In the future I will establish a scholarship in memory of my daughter. The idea that her name and some of her energy may not outlive me is intolerable; I will be damned if I am the last person that remembers Calista. I am not sure where the money will come from and I might have bit off more than I can chew when I made the promise to myself and anyone that would listen to establish the scholarship fund and annual photography/ art show. Unfortunately this is all I have; fate has chosen to strip me of the one thing I really valued in life, so all I am left with is dreaming big for the future. This I can do.

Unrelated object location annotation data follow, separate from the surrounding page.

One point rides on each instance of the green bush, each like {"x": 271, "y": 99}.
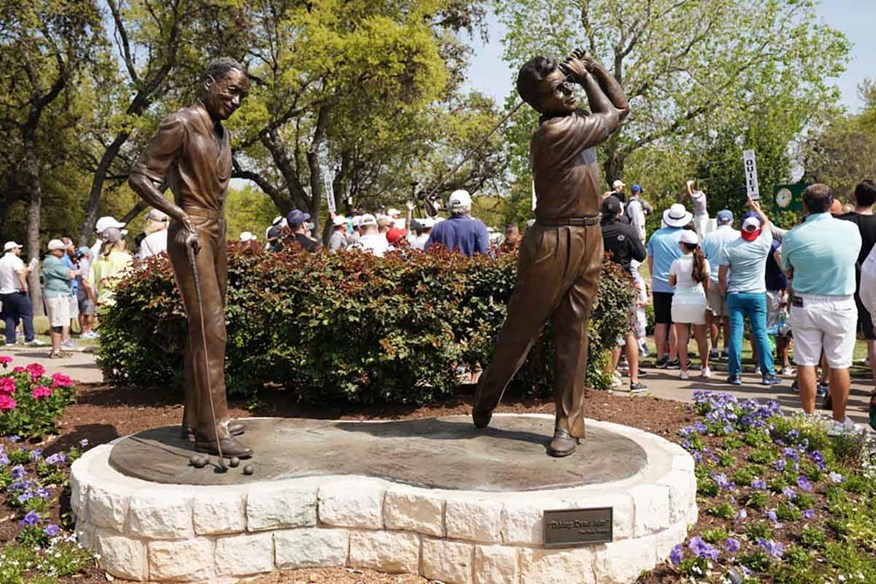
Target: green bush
{"x": 344, "y": 327}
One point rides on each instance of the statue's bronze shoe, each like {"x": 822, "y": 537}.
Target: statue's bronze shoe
{"x": 481, "y": 419}
{"x": 562, "y": 444}
{"x": 231, "y": 446}
{"x": 234, "y": 428}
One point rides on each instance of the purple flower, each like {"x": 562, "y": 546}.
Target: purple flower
{"x": 773, "y": 548}
{"x": 31, "y": 519}
{"x": 57, "y": 458}
{"x": 702, "y": 549}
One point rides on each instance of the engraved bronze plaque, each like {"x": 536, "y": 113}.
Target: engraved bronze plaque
{"x": 577, "y": 527}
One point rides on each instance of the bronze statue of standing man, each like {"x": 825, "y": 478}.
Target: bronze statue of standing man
{"x": 191, "y": 154}
{"x": 561, "y": 255}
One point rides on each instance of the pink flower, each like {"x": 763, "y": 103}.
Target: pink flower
{"x": 36, "y": 371}
{"x": 6, "y": 403}
{"x": 40, "y": 391}
{"x": 7, "y": 385}
{"x": 61, "y": 380}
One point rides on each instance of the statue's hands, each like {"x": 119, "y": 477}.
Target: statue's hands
{"x": 191, "y": 234}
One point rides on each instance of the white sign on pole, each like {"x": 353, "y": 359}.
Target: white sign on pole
{"x": 748, "y": 160}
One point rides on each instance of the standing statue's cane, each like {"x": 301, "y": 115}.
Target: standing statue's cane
{"x": 191, "y": 251}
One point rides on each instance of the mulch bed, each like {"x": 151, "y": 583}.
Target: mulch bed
{"x": 103, "y": 413}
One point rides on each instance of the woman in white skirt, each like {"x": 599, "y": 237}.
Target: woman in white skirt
{"x": 690, "y": 276}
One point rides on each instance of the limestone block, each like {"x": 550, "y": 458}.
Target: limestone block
{"x": 120, "y": 556}
{"x": 473, "y": 520}
{"x": 107, "y": 508}
{"x": 273, "y": 507}
{"x": 385, "y": 551}
{"x": 496, "y": 564}
{"x": 188, "y": 560}
{"x": 448, "y": 561}
{"x": 245, "y": 555}
{"x": 623, "y": 511}
{"x": 216, "y": 512}
{"x": 311, "y": 548}
{"x": 682, "y": 488}
{"x": 160, "y": 514}
{"x": 352, "y": 503}
{"x": 411, "y": 509}
{"x": 558, "y": 567}
{"x": 652, "y": 508}
{"x": 621, "y": 562}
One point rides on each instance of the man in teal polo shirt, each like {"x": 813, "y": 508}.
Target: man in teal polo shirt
{"x": 820, "y": 255}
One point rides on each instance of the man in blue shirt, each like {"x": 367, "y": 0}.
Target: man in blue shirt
{"x": 460, "y": 231}
{"x": 819, "y": 256}
{"x": 741, "y": 275}
{"x": 663, "y": 248}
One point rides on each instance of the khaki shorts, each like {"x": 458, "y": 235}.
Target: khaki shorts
{"x": 59, "y": 311}
{"x": 824, "y": 323}
{"x": 715, "y": 301}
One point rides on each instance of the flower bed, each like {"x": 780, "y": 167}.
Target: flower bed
{"x": 779, "y": 500}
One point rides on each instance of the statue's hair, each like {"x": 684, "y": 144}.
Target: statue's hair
{"x": 530, "y": 77}
{"x": 219, "y": 68}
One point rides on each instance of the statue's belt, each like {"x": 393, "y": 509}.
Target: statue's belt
{"x": 588, "y": 221}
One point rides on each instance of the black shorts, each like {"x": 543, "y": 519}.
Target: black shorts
{"x": 663, "y": 307}
{"x": 865, "y": 321}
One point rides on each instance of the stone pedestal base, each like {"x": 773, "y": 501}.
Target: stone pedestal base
{"x": 160, "y": 531}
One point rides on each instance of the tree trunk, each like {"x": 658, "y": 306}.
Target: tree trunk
{"x": 35, "y": 200}
{"x": 97, "y": 186}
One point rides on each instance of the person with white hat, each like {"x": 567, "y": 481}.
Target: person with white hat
{"x": 461, "y": 231}
{"x": 58, "y": 279}
{"x": 338, "y": 238}
{"x": 689, "y": 274}
{"x": 13, "y": 294}
{"x": 102, "y": 225}
{"x": 663, "y": 249}
{"x": 155, "y": 241}
{"x": 742, "y": 275}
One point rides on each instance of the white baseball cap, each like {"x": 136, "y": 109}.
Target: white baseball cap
{"x": 459, "y": 200}
{"x": 105, "y": 223}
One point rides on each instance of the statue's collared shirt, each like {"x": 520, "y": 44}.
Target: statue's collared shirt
{"x": 564, "y": 165}
{"x": 192, "y": 154}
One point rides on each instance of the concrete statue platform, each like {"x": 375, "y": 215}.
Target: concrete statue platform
{"x": 434, "y": 497}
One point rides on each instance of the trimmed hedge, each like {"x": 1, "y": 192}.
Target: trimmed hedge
{"x": 343, "y": 327}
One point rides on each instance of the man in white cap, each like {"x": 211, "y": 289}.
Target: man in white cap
{"x": 13, "y": 294}
{"x": 102, "y": 225}
{"x": 156, "y": 242}
{"x": 58, "y": 279}
{"x": 742, "y": 275}
{"x": 663, "y": 249}
{"x": 461, "y": 231}
{"x": 338, "y": 238}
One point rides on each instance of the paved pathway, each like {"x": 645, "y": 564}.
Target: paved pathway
{"x": 661, "y": 383}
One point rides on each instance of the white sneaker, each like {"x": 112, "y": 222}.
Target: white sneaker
{"x": 846, "y": 427}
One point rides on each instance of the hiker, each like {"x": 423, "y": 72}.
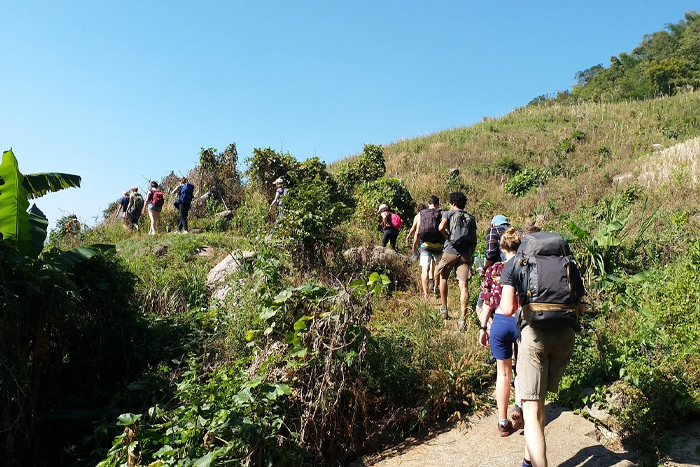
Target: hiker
{"x": 154, "y": 202}
{"x": 389, "y": 225}
{"x": 136, "y": 204}
{"x": 123, "y": 209}
{"x": 550, "y": 296}
{"x": 184, "y": 192}
{"x": 459, "y": 229}
{"x": 502, "y": 336}
{"x": 492, "y": 254}
{"x": 430, "y": 242}
{"x": 280, "y": 191}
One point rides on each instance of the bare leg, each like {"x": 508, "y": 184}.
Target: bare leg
{"x": 424, "y": 279}
{"x": 443, "y": 292}
{"x": 535, "y": 446}
{"x": 503, "y": 387}
{"x": 463, "y": 298}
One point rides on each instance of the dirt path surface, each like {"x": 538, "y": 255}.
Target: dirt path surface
{"x": 571, "y": 441}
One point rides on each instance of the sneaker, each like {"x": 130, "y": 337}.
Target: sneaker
{"x": 517, "y": 417}
{"x": 505, "y": 430}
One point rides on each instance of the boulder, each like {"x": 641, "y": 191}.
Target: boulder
{"x": 218, "y": 275}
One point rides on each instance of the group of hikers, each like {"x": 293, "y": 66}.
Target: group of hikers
{"x": 529, "y": 303}
{"x": 132, "y": 205}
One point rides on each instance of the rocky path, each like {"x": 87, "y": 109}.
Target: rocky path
{"x": 572, "y": 441}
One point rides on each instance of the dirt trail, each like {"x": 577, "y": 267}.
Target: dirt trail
{"x": 571, "y": 442}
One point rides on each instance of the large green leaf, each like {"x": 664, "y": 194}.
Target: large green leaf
{"x": 66, "y": 260}
{"x": 14, "y": 218}
{"x": 41, "y": 183}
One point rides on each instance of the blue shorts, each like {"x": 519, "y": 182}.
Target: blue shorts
{"x": 504, "y": 333}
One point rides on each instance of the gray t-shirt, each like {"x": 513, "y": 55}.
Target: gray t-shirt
{"x": 449, "y": 248}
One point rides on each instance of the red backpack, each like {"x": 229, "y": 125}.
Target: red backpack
{"x": 157, "y": 198}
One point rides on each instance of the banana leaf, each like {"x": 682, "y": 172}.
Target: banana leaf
{"x": 39, "y": 184}
{"x": 70, "y": 258}
{"x": 14, "y": 218}
{"x": 38, "y": 225}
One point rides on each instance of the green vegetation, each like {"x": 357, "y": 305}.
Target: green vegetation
{"x": 128, "y": 356}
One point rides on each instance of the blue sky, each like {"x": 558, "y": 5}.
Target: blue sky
{"x": 121, "y": 90}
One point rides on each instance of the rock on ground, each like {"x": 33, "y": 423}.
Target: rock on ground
{"x": 571, "y": 442}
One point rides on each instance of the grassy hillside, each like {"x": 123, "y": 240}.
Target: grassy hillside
{"x": 311, "y": 358}
{"x": 581, "y": 148}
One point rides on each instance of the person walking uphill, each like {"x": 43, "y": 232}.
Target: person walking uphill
{"x": 154, "y": 202}
{"x": 549, "y": 284}
{"x": 459, "y": 229}
{"x": 427, "y": 234}
{"x": 502, "y": 336}
{"x": 185, "y": 193}
{"x": 389, "y": 225}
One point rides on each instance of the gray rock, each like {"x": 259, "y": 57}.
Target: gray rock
{"x": 218, "y": 275}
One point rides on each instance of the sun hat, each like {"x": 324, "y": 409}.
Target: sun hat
{"x": 499, "y": 220}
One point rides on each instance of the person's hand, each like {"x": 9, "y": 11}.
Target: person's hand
{"x": 483, "y": 338}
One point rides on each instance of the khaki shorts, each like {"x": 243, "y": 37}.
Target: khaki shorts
{"x": 542, "y": 358}
{"x": 449, "y": 261}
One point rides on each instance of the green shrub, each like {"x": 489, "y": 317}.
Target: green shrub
{"x": 523, "y": 181}
{"x": 389, "y": 191}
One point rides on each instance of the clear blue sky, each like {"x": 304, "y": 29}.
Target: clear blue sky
{"x": 121, "y": 90}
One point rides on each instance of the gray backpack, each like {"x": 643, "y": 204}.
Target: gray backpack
{"x": 548, "y": 281}
{"x": 461, "y": 230}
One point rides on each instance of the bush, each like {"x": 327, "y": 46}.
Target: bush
{"x": 522, "y": 182}
{"x": 390, "y": 191}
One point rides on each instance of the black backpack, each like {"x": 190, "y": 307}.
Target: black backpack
{"x": 548, "y": 281}
{"x": 430, "y": 226}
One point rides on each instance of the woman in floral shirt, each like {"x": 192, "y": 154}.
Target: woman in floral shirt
{"x": 503, "y": 334}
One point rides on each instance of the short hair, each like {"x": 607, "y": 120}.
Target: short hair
{"x": 530, "y": 227}
{"x": 510, "y": 240}
{"x": 458, "y": 199}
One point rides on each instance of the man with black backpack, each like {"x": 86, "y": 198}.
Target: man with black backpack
{"x": 549, "y": 287}
{"x": 427, "y": 233}
{"x": 459, "y": 230}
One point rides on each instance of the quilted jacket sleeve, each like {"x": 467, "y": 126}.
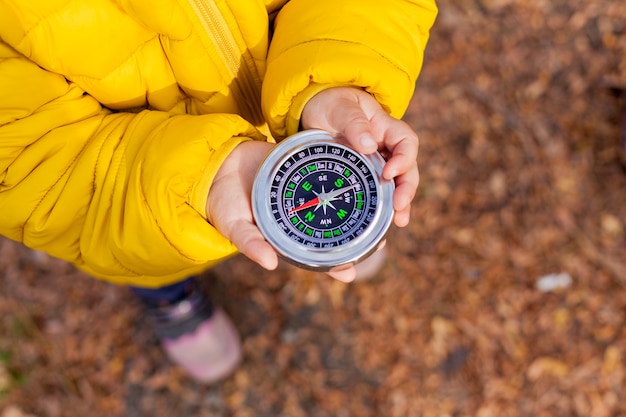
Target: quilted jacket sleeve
{"x": 120, "y": 195}
{"x": 369, "y": 44}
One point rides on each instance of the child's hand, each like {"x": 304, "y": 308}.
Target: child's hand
{"x": 228, "y": 206}
{"x": 367, "y": 127}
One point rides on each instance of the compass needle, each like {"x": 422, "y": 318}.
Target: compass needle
{"x": 356, "y": 211}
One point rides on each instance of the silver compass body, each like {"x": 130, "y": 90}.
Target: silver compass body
{"x": 320, "y": 203}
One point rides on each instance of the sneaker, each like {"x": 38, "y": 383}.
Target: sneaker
{"x": 199, "y": 338}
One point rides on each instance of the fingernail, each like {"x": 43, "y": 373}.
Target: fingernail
{"x": 368, "y": 141}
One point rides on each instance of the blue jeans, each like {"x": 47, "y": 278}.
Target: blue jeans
{"x": 168, "y": 294}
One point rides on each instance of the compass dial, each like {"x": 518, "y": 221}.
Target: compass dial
{"x": 320, "y": 203}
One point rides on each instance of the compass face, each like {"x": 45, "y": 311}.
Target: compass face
{"x": 320, "y": 203}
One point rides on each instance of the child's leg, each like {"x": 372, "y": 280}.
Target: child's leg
{"x": 195, "y": 335}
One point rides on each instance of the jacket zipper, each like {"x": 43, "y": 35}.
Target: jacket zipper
{"x": 246, "y": 87}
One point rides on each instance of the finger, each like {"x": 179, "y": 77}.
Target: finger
{"x": 351, "y": 121}
{"x": 343, "y": 273}
{"x": 250, "y": 242}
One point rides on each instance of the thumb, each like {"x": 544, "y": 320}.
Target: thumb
{"x": 250, "y": 242}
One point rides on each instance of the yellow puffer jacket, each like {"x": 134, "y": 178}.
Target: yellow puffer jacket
{"x": 115, "y": 115}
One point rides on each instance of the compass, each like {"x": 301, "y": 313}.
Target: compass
{"x": 320, "y": 203}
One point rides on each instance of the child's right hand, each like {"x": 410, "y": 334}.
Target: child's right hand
{"x": 229, "y": 207}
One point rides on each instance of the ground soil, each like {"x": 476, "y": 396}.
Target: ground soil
{"x": 518, "y": 109}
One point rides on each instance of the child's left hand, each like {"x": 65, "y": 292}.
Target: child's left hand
{"x": 367, "y": 127}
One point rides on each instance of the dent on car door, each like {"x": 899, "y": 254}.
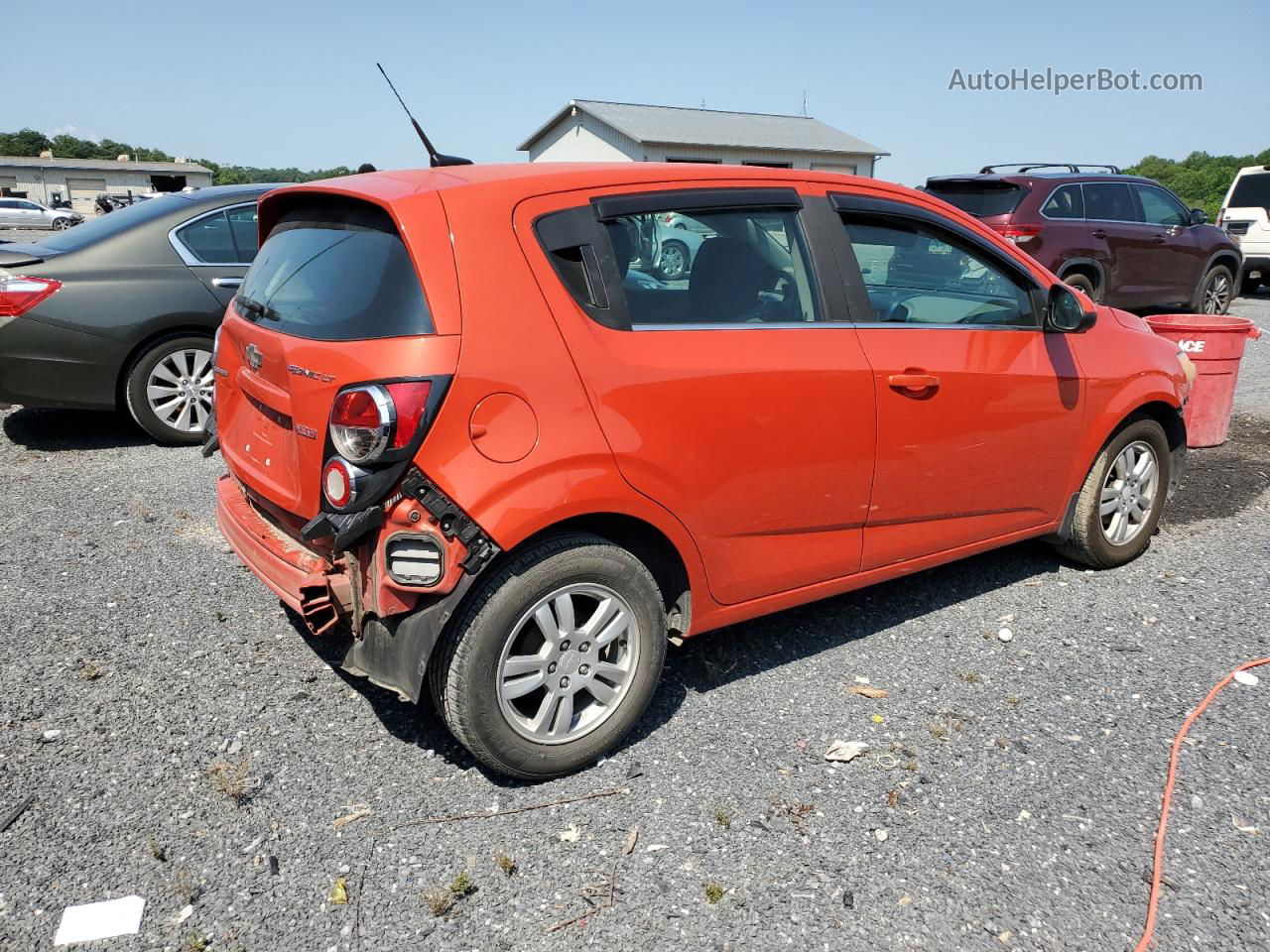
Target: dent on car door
{"x": 978, "y": 409}
{"x": 218, "y": 248}
{"x": 737, "y": 398}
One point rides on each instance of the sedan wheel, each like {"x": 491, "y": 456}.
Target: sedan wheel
{"x": 1129, "y": 493}
{"x": 568, "y": 662}
{"x": 169, "y": 390}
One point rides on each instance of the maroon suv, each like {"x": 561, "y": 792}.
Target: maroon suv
{"x": 1120, "y": 239}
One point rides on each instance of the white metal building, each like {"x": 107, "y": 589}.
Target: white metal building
{"x": 589, "y": 131}
{"x": 81, "y": 180}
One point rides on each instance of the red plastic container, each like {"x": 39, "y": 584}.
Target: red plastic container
{"x": 1215, "y": 345}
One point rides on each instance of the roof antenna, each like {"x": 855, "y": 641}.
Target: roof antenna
{"x": 435, "y": 158}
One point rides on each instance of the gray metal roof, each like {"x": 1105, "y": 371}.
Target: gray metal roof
{"x": 714, "y": 127}
{"x": 99, "y": 164}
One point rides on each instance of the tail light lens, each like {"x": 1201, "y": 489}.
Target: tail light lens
{"x": 18, "y": 295}
{"x": 1020, "y": 234}
{"x": 368, "y": 419}
{"x": 340, "y": 483}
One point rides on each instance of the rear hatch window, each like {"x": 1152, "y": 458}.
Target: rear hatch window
{"x": 983, "y": 199}
{"x": 1251, "y": 191}
{"x": 334, "y": 271}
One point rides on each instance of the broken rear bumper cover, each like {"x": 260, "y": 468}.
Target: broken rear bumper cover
{"x": 390, "y": 652}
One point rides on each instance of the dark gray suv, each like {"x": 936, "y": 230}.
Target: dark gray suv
{"x": 121, "y": 311}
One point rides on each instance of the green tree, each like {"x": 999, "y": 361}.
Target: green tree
{"x": 1199, "y": 179}
{"x": 27, "y": 143}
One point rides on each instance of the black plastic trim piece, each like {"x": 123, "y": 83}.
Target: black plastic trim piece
{"x": 694, "y": 199}
{"x": 453, "y": 522}
{"x": 345, "y": 527}
{"x": 211, "y": 439}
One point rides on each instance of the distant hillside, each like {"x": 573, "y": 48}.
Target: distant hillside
{"x": 1199, "y": 179}
{"x": 30, "y": 143}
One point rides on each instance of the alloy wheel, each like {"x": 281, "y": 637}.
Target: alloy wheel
{"x": 180, "y": 390}
{"x": 568, "y": 662}
{"x": 1216, "y": 295}
{"x": 1129, "y": 493}
{"x": 672, "y": 263}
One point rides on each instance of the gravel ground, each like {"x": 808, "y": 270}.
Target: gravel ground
{"x": 204, "y": 749}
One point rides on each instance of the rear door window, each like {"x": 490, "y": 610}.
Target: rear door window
{"x": 208, "y": 239}
{"x": 335, "y": 272}
{"x": 1251, "y": 191}
{"x": 1159, "y": 207}
{"x": 1065, "y": 202}
{"x": 738, "y": 267}
{"x": 1109, "y": 200}
{"x": 243, "y": 230}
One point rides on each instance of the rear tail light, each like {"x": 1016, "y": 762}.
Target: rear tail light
{"x": 18, "y": 295}
{"x": 340, "y": 483}
{"x": 1020, "y": 234}
{"x": 368, "y": 419}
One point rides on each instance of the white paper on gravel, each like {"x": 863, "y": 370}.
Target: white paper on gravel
{"x": 100, "y": 920}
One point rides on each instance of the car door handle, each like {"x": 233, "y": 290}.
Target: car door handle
{"x": 913, "y": 382}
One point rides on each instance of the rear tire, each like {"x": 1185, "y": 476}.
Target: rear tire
{"x": 675, "y": 262}
{"x": 172, "y": 365}
{"x": 1214, "y": 293}
{"x": 1082, "y": 284}
{"x": 1093, "y": 539}
{"x": 498, "y": 645}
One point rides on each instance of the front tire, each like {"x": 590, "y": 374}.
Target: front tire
{"x": 1214, "y": 293}
{"x": 169, "y": 389}
{"x": 1121, "y": 499}
{"x": 554, "y": 657}
{"x": 674, "y": 263}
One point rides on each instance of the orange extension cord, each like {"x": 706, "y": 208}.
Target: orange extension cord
{"x": 1159, "y": 867}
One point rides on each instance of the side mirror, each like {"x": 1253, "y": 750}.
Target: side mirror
{"x": 1065, "y": 313}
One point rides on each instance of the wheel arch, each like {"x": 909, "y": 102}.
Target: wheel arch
{"x": 1088, "y": 267}
{"x": 643, "y": 539}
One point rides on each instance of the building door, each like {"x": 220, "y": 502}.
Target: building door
{"x": 82, "y": 194}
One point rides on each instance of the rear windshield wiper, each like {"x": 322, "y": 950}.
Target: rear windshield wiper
{"x": 257, "y": 309}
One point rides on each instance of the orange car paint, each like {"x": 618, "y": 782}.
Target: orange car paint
{"x": 780, "y": 463}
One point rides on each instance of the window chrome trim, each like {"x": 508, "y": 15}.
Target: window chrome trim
{"x": 187, "y": 255}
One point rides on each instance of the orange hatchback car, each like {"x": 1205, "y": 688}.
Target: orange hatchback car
{"x": 474, "y": 430}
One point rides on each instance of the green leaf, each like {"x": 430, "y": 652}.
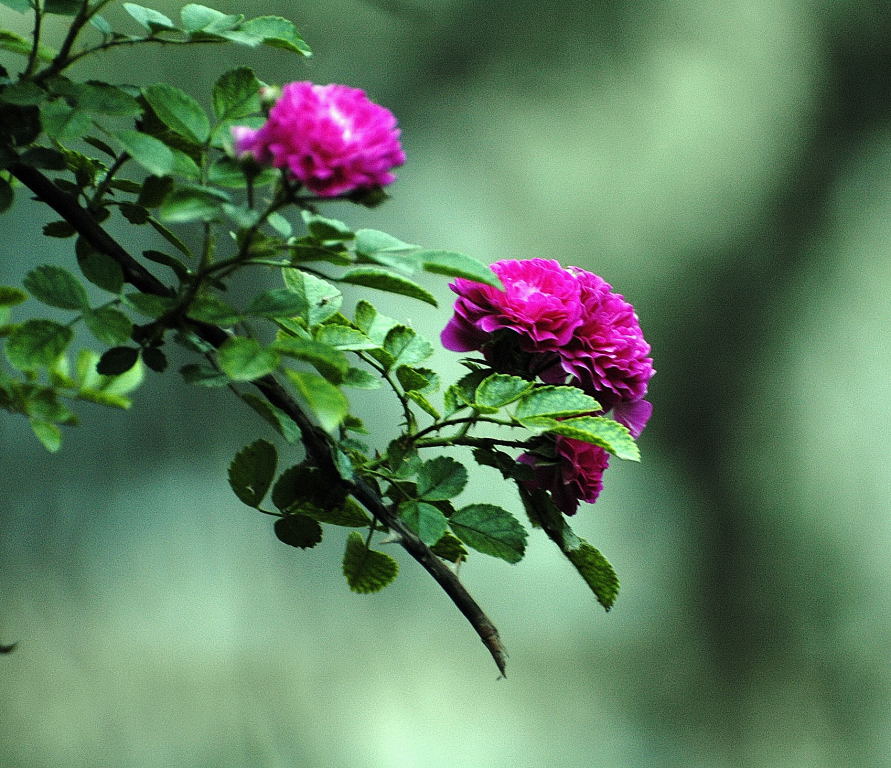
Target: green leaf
{"x": 425, "y": 520}
{"x": 277, "y": 418}
{"x": 597, "y": 572}
{"x": 277, "y": 32}
{"x": 63, "y": 7}
{"x": 298, "y": 531}
{"x": 10, "y": 297}
{"x": 499, "y": 389}
{"x": 48, "y": 434}
{"x": 365, "y": 569}
{"x": 326, "y": 401}
{"x": 382, "y": 280}
{"x": 151, "y": 153}
{"x": 193, "y": 203}
{"x": 99, "y": 268}
{"x": 149, "y": 18}
{"x": 457, "y": 265}
{"x": 555, "y": 401}
{"x": 236, "y": 94}
{"x": 109, "y": 325}
{"x": 37, "y": 344}
{"x": 321, "y": 299}
{"x": 252, "y": 470}
{"x": 490, "y": 530}
{"x": 56, "y": 286}
{"x": 178, "y": 111}
{"x": 244, "y": 359}
{"x": 608, "y": 434}
{"x": 406, "y": 347}
{"x": 440, "y": 479}
{"x": 117, "y": 360}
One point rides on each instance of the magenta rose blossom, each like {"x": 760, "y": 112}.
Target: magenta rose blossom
{"x": 331, "y": 138}
{"x": 540, "y": 303}
{"x": 576, "y": 473}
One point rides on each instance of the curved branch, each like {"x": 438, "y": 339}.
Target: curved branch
{"x": 317, "y": 443}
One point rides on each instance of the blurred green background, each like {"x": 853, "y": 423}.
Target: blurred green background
{"x": 727, "y": 166}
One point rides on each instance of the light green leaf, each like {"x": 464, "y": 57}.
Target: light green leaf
{"x": 236, "y": 94}
{"x": 151, "y": 153}
{"x": 490, "y": 530}
{"x": 608, "y": 434}
{"x": 499, "y": 389}
{"x": 555, "y": 401}
{"x": 252, "y": 470}
{"x": 367, "y": 570}
{"x": 326, "y": 401}
{"x": 382, "y": 280}
{"x": 56, "y": 286}
{"x": 149, "y": 18}
{"x": 440, "y": 479}
{"x": 178, "y": 111}
{"x": 37, "y": 344}
{"x": 457, "y": 265}
{"x": 425, "y": 520}
{"x": 244, "y": 359}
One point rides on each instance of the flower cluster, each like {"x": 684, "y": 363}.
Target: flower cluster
{"x": 565, "y": 326}
{"x": 331, "y": 138}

The one thing I really need to pass onto the young people caught up in this mess is that they need to learn from my daughter's death. Learn mortality. Learn mortality now. You have to learn that life is like a thin piece of paper: on one side is written "life" while on the other side is written "death"; one slight breeze can turn that paper over and change everything. Youth always seems to live as if they are immortal: they waste precious time when time is the only true treasure any of us have. I would do anything, give everything for just a few more moments of time with my Calista. I say go out there, take risks, see the world, try new jobs, meet new people, get married and have children and love them well. Most of all love your family well.... and stop fussing about the little things in life.
Calista gave my wife a photograph series for Christmas. It shows an hourglass slowly draining its sands of time from full to empty in three pictures. The clear message to me when it was placed on our wall was "Time is running out". Sadly, we did not get the photos properly framed and hung until after she had died. I wonder now, if we had not procrastinated on the framing and hanging, would we have seen the same message? Would we understand we were wasting time? Learn from my horrible mistake: love your family like this is the only and last time you will ever have with them because sometimes that really is all you will have.